Probably not, but it sure feels like it at times. I think my biggest problem is that I’m a saver. I have piles of baby blankets (my youngest is thirteen), copies of papers I wrote in college (I graduated in 1994!), and I’ve been gifted enough specialty kitchen items over the years to open my own store in the mall. (I prepare almost every meal I make with nothing more than a knife, spatula, and a wooden spoon, but I cling to the fantasy that I will someday use the melon baller I’ve owned for two decades.)

In an attempt to reform my pack rat ways, I began going through the house removing items I haven’t used in a year or more, and tossing them into a pileĀ . Week after week, the pile has grown with items that don’t fit, were never used, or are simply unwanted.

I realize now that almost everything in this pile is there because of “just in case” thinking.
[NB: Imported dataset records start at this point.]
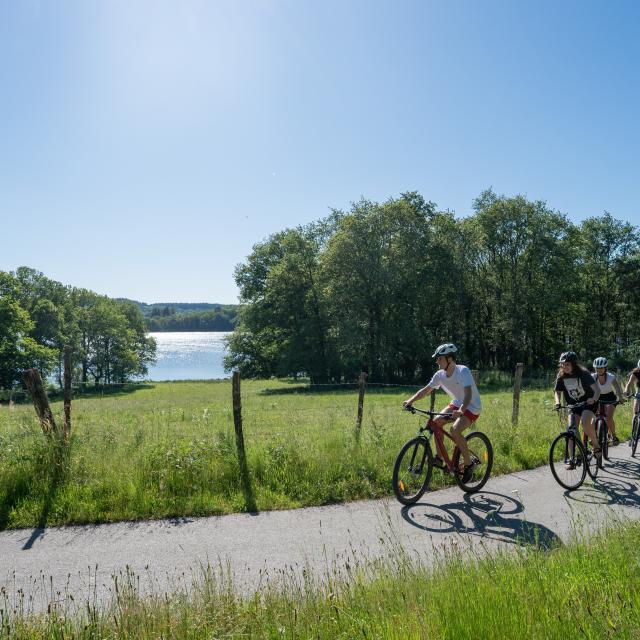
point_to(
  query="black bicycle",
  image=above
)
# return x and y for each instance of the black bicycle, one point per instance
(635, 425)
(570, 460)
(602, 431)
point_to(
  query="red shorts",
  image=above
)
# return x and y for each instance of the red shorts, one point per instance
(472, 417)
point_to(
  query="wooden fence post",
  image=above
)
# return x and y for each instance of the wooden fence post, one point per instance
(40, 401)
(516, 393)
(242, 459)
(362, 383)
(67, 391)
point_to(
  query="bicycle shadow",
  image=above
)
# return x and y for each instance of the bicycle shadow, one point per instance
(485, 514)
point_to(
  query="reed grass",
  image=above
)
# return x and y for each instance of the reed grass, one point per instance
(589, 588)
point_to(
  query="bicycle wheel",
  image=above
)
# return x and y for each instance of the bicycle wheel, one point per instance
(482, 456)
(635, 435)
(567, 460)
(412, 470)
(602, 433)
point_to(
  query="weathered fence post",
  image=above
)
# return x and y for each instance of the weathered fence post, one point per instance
(40, 401)
(516, 393)
(67, 391)
(362, 383)
(242, 459)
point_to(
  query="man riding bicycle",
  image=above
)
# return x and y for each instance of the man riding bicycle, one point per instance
(610, 391)
(465, 405)
(580, 392)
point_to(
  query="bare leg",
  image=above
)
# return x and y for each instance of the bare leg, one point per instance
(611, 425)
(587, 419)
(459, 426)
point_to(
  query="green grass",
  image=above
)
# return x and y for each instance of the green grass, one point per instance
(588, 589)
(168, 450)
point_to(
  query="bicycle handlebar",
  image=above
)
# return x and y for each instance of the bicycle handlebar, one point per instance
(411, 409)
(578, 405)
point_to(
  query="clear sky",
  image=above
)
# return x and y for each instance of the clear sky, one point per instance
(146, 146)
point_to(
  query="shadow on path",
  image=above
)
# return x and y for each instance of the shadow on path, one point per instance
(484, 515)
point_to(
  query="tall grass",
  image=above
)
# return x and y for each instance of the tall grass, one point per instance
(168, 450)
(590, 589)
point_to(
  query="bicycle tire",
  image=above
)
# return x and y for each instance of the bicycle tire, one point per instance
(411, 481)
(561, 453)
(635, 435)
(482, 450)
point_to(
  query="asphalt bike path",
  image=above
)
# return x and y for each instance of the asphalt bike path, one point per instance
(44, 566)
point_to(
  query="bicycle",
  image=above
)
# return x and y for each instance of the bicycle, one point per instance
(570, 460)
(415, 462)
(602, 431)
(635, 425)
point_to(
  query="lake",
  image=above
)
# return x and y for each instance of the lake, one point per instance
(188, 355)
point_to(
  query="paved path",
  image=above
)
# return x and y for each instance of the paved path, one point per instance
(524, 507)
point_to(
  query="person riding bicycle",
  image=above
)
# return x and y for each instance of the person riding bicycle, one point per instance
(607, 382)
(465, 405)
(577, 385)
(634, 378)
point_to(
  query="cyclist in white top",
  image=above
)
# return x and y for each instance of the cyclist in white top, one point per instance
(607, 382)
(465, 405)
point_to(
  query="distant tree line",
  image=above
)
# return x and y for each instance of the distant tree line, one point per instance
(188, 316)
(379, 286)
(38, 316)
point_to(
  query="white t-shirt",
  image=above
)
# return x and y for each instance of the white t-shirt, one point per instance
(607, 387)
(454, 386)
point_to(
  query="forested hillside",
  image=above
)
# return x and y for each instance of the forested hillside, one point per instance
(378, 286)
(188, 316)
(38, 316)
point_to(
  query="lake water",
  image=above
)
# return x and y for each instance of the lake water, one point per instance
(189, 356)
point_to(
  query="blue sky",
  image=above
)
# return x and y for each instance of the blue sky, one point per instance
(146, 146)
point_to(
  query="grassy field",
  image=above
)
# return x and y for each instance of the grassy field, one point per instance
(587, 589)
(168, 449)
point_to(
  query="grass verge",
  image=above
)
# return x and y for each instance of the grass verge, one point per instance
(168, 450)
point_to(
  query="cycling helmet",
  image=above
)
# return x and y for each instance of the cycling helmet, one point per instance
(569, 356)
(445, 349)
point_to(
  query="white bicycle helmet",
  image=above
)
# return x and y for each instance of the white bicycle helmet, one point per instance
(445, 349)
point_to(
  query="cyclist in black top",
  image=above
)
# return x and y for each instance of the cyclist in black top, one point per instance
(634, 379)
(577, 385)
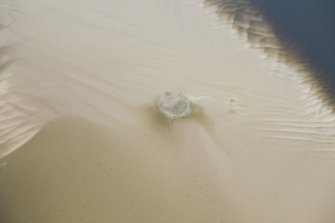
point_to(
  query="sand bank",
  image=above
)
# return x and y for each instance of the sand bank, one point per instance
(258, 146)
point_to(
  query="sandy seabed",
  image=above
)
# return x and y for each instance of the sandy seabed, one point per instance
(81, 141)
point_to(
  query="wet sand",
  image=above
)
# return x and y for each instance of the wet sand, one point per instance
(258, 147)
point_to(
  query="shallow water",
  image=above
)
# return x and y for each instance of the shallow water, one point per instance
(258, 146)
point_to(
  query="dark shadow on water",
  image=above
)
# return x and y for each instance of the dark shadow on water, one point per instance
(307, 28)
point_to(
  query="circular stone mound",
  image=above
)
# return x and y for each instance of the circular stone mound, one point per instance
(172, 105)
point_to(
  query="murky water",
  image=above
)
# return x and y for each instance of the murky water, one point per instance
(78, 80)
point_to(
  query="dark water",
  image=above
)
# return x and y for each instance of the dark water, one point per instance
(306, 27)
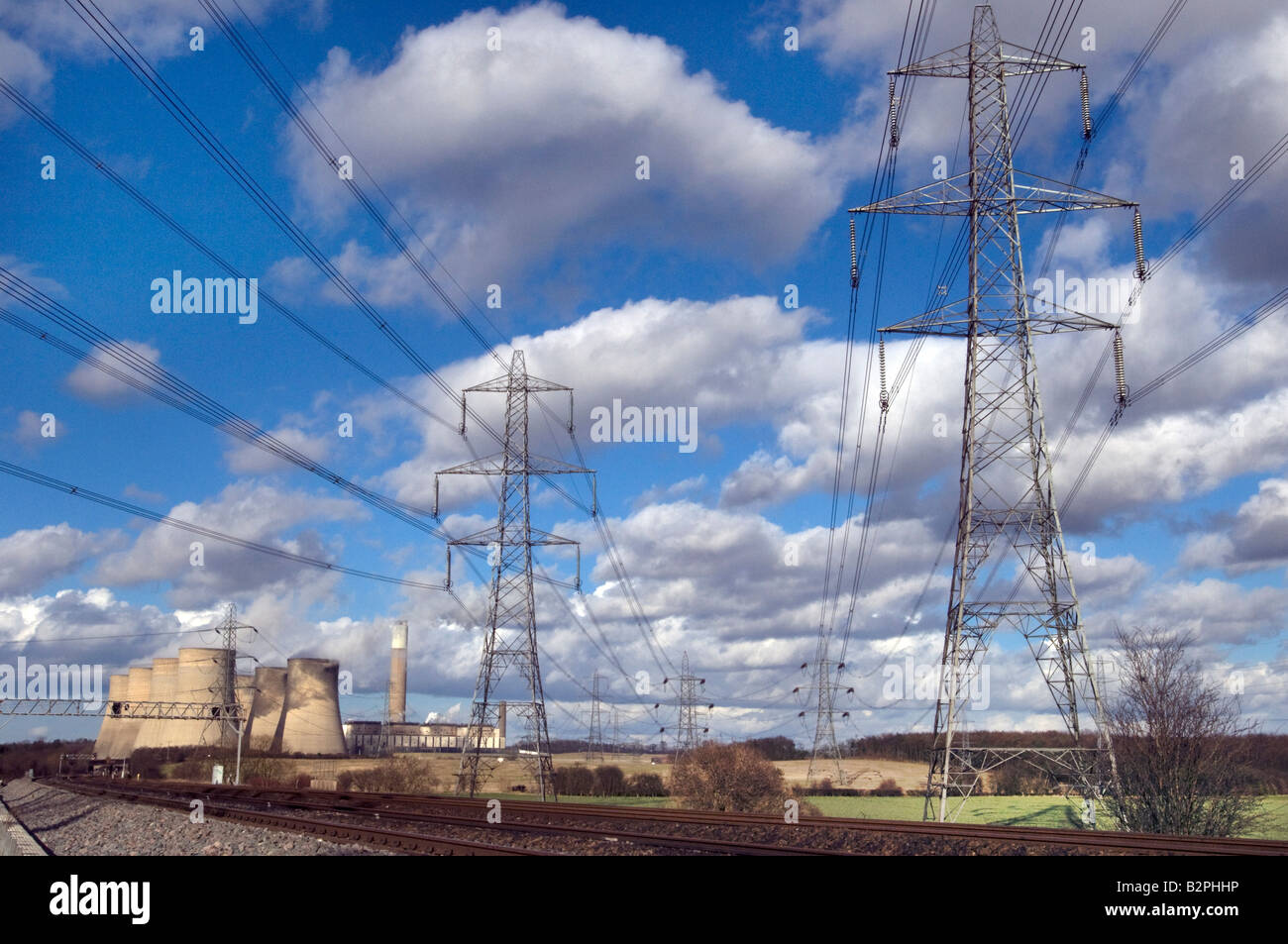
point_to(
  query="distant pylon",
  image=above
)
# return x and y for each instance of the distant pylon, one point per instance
(822, 693)
(230, 712)
(595, 736)
(690, 733)
(511, 629)
(1008, 497)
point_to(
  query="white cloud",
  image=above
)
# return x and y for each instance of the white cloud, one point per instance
(93, 384)
(31, 558)
(510, 156)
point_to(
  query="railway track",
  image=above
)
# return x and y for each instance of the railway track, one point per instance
(675, 829)
(250, 803)
(391, 840)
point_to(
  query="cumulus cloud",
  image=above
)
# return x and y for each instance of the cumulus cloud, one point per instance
(253, 511)
(29, 559)
(93, 384)
(510, 156)
(1256, 540)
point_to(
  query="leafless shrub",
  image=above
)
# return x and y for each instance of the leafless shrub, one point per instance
(1181, 746)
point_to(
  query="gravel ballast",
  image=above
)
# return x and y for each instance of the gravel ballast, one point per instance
(73, 824)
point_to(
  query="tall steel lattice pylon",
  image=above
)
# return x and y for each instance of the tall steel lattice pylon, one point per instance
(822, 690)
(1008, 498)
(511, 622)
(230, 713)
(595, 736)
(688, 729)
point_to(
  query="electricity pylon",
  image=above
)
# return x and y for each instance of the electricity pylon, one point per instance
(595, 736)
(822, 691)
(511, 627)
(688, 734)
(1008, 498)
(230, 713)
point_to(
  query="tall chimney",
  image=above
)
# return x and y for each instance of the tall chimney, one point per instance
(398, 674)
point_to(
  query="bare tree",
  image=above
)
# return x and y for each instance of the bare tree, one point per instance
(728, 778)
(1180, 742)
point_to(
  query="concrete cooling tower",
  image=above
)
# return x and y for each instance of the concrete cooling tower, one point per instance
(138, 687)
(165, 675)
(265, 732)
(310, 720)
(110, 734)
(198, 681)
(245, 694)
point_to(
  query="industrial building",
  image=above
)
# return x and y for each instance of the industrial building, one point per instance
(398, 736)
(368, 738)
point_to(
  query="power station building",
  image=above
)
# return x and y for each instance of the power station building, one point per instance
(397, 734)
(368, 738)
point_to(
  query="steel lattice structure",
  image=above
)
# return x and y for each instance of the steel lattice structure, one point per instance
(688, 729)
(1008, 498)
(823, 689)
(231, 719)
(511, 623)
(595, 736)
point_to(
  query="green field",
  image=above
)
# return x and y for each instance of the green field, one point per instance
(1003, 810)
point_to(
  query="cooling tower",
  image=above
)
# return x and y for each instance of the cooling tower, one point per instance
(312, 712)
(265, 732)
(110, 734)
(200, 681)
(398, 674)
(138, 687)
(165, 675)
(245, 694)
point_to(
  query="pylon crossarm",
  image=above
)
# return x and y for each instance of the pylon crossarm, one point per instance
(62, 707)
(956, 62)
(954, 321)
(1030, 193)
(502, 384)
(492, 535)
(496, 465)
Save those jeans just in case I lose ten pounds. Save these jeans in case I gain twenty. Save this crate of old jars and jugs just in case I find the perfect craft project. Save boxes and boxes of old, mismatched dinner plates and utensils just in case I lose my mind, and wake up one day as entirely different person who simply must host a thirty person dinner party.

I’m up to my ears in Just In Case!

You know what? I’ve never used any of that stuff. Most of the time I never remembered I owned it. Everything I saved for someday became quickly forgotten, sucked into the black hole of my cluttered basement, or stuffed into bins in the dark recesses of my closet.

I’ve decided to adopt a new motto: Just for Now – which means buying, keeping, and accepting from others only those things I truly need, and that are useful to me right now.

As for my old motto – Just In Case – I’m adding it to this weeks donation pile. I won’t be needing it anymore.